Disiplin kurulunda sözlü veya yazılı olarak savunma yapma hakkı ise, ilgilinin kendisini en iyi şekilde ifade edebilmesine olanak tanımaktadır. İlgili, kendisi bizzat savunma yapabileceği gibi, bir vekil aracılığıyla da savunmasını gerçekleştirebilir. Bu hak, özellikle hukuki bilgi ve tecrübe gerektiren durumlarda, ilgilinin profesyonel yardım alabilmesini sağlayarak, savunma hakkının etkin kullanımına katkıda bulunmaktadır.
Disiplin soruşturmalarında savunma hakkı, adil bir idari sürecin vazgeçilmez bir unsuru olarak karşımıza çıkmaktadır. Bu hakkın etkin bir şekilde kullanılabilmesi için, ilgiliye yeterli süre tanınması, soruşturma evrakını inceleme imkanı verilmesi ve gerektiğinde tanık dinletme ve vekil aracılığıyla savunma yapma haklarının sağlanması gerekmektedir. Savunma hakkının ihlal edildiği disiplin soruşturmalarında verilen cezalar, idari yargı mercileri tarafından iptal edilebilmektedir. Bu nedenle, disiplin soruşturmalarını yürüten makamların, savunma hakkına ilişkin düzenlemelere titizlikle uymaları, hem hukuka uygunluk hem de adaletin tecellisi açısından büyük önem taşımaktadır.

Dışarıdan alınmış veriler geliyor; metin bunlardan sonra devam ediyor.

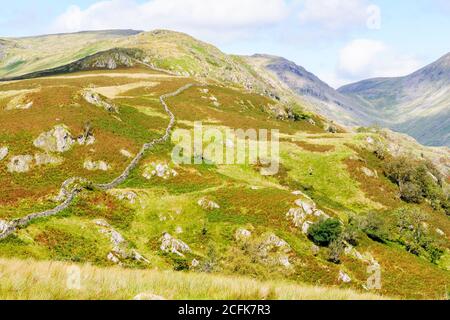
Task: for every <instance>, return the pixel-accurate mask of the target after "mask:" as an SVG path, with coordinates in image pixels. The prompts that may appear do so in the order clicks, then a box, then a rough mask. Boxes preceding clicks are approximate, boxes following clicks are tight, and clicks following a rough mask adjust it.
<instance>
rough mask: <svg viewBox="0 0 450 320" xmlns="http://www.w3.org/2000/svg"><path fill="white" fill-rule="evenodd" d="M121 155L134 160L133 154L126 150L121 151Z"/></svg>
mask: <svg viewBox="0 0 450 320" xmlns="http://www.w3.org/2000/svg"><path fill="white" fill-rule="evenodd" d="M120 154H121V155H123V156H124V157H126V158H128V159H130V158H133V154H131V152H129V151H127V150H125V149H122V150H120Z"/></svg>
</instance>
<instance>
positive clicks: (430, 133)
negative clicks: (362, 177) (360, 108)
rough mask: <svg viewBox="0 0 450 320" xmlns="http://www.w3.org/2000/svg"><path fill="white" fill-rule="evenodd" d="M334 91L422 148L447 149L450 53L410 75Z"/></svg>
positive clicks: (370, 81) (355, 84)
mask: <svg viewBox="0 0 450 320" xmlns="http://www.w3.org/2000/svg"><path fill="white" fill-rule="evenodd" d="M338 91H339V92H340V93H341V94H343V95H346V96H348V97H352V98H354V99H357V100H358V102H359V104H360V105H361V106H362V107H363V108H364V109H366V110H372V111H373V112H374V113H375V114H377V117H376V118H374V120H375V121H377V122H378V123H379V124H380V125H382V126H387V127H390V128H392V129H395V130H397V131H400V132H404V133H407V134H409V135H411V136H413V137H414V138H416V139H417V140H418V141H419V142H421V143H423V144H426V145H434V146H441V145H445V146H450V53H449V54H447V55H445V56H444V57H442V58H441V59H439V60H438V61H436V62H434V63H432V64H430V65H428V66H426V67H424V68H422V69H420V70H418V71H416V72H414V73H413V74H411V75H408V76H405V77H401V78H382V79H370V80H365V81H361V82H358V83H355V84H351V85H347V86H344V87H342V88H340V89H339V90H338Z"/></svg>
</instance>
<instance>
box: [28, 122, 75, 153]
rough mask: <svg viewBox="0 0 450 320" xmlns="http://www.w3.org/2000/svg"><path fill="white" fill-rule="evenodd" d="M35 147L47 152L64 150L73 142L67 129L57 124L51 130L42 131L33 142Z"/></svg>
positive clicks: (73, 142) (69, 149)
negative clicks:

Sonuç olarak, savunma hakkı, ceza yargılamasında olduğu gibi disiplin soruşturmalarında da temel bir hak olarak karşımıza çıkmaktadır. Bu hakkın etkin bir şekilde kullanılabilmesi, hukuk devleti ilkesinin bir gereği olup, adil bir idari sürecin vazgeçilmez bir unsurudur. Savunma hakkının kısıtlanması veya ihlal edilmesi, verilen disiplin cezalarının hukuka aykırı olmasına ve idari yargı mercileri tarafından iptal edilmesine yol açabilmektedir. Bu nedenle, disiplin soruşturmalarında savunma hakkına ilişkin düzenlemelere titizlikle uyulması, hem hukuka uygunluk hem de adaletin tecellisi açısından büyük önem taşımaktadır.